David Price's complete game shuts down Baltimore's offense

BOSTON -- One strike away from a four-hit shutout, David Price happily settled for a complete game and his strongest outing of the season.

Price struck out eight and held Baltimore to five hits, including two in the ninth when the Orioles broke up the shutout before the Boston left-hander finished them off in a 6-2 victory for the Red Sox on Thursday night.

"He was amazing," Boston manager Alex Cora said. "He was outstanding. You saw it. Bad swings, up, down, in and out, changeup, cutter, sinkers ... that was fun to watch."

J.D. Martinez hit a two-run homer in the first, and Xander Bogaerts homered with two on during a four-run fifth, giving Price more than enough cushion against the struggling Orioles.

Price (4-4) struck out eight and didn't walk a batter while winning consecutive starts for the first time this season. He cruised through the first eight innings before Andrew Susac led off the ninth with a double, the first Baltimore player to reach second base in the game.

Manny Machado spoiled the shutout bid with a two-out homer, but Price finished off Baltimore on Jonathan Schoop's pop-up to center as the Red Sox improved to 4-0 against Baltimore by taking the makeup game that was rained out on Patriots' Day.

"They're a free-swinging team," said Price, who threw just 95 pitches. "You can go out there and do that or you can go out there for three innings and give up a bunch of runs."

Danny Valencia had a pair of hits for the punchless Orioles, who have lost three of four and have the second-fewest wins in the American League. Valencia nearly had a double in the fifth, but got thrown out at second by left fielder Andrew Benintendi, one of several strong defensive plays that helped Price go the distance.

Hanley Ramirez also caught a foul pop on the top step of Boston's dugout in the second and Mookie Betts ran down a fly ball that was headed to the wall in right.

"The defensive plays that I had today, it makes everything a lot easier," Price said.

Kevin Gausman (3-3) went 4 2/3 innings for Baltimore, allowing six runs and eight hits while striking out six and walking two.
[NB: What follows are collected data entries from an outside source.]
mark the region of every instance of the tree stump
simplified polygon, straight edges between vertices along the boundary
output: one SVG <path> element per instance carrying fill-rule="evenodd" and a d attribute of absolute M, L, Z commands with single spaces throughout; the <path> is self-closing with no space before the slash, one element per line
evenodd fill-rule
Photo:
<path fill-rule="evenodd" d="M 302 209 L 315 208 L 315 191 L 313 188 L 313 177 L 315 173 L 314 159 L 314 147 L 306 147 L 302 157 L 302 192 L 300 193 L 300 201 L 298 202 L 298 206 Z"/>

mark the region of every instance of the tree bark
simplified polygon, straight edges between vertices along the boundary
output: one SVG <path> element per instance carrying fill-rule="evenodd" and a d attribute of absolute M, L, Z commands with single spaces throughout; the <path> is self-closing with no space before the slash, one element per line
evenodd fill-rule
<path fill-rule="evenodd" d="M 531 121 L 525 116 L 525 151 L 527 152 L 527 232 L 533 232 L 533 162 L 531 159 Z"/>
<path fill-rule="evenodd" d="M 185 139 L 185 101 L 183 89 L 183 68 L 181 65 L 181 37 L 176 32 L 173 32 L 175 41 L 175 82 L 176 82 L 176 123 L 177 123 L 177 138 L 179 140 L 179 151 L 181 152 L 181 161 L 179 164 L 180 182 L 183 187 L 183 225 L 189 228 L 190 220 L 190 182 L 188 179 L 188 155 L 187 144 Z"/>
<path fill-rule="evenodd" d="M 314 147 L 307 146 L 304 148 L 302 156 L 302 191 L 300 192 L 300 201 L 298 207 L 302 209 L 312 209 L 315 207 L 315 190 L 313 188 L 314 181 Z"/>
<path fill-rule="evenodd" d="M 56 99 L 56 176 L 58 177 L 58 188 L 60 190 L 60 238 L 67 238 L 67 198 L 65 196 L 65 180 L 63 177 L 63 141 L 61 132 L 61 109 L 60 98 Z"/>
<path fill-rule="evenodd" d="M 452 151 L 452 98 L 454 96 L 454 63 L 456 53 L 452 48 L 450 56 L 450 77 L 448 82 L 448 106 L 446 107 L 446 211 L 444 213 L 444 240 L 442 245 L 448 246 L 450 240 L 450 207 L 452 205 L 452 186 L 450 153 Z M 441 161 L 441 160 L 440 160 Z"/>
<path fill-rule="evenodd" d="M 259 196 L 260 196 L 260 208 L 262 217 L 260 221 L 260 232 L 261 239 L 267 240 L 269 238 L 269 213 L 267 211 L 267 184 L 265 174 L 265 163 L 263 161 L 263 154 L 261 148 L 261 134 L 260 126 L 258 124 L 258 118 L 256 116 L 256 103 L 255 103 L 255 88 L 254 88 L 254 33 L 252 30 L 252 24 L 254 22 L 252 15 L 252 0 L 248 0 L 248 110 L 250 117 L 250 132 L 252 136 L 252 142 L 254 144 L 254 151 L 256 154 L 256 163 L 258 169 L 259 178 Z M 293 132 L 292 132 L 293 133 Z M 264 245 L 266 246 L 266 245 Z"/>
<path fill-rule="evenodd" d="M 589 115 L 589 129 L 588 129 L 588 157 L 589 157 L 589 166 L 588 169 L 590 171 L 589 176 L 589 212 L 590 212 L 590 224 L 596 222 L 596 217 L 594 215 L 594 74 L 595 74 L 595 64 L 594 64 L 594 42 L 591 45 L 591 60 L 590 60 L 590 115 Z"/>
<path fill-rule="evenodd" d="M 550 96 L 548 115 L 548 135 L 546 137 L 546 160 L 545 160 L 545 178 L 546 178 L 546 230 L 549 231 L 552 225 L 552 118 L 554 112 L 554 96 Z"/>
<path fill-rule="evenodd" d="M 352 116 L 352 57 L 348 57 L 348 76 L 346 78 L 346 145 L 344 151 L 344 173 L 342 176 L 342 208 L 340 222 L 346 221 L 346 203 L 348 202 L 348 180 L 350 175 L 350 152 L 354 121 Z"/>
He was pulled after Bogaerts drove a high fastball out to left with two men on during Boston's four-run fifth.

"We just got into some sticky situations where we just had to dig ourselves out of a hole and we just couldn't," Susac said.

The Orioles also weren't happy with the strike zone, which Susac said forced Gausman to throw some pitches the Red Sox pounced upon.

Manager Buck Showalter agreed with his catcher.

"I'm very biased, but I didn't think he got a fair shake tonight," Showalter said. "There were a lot of pitches that could have and should have gone his way."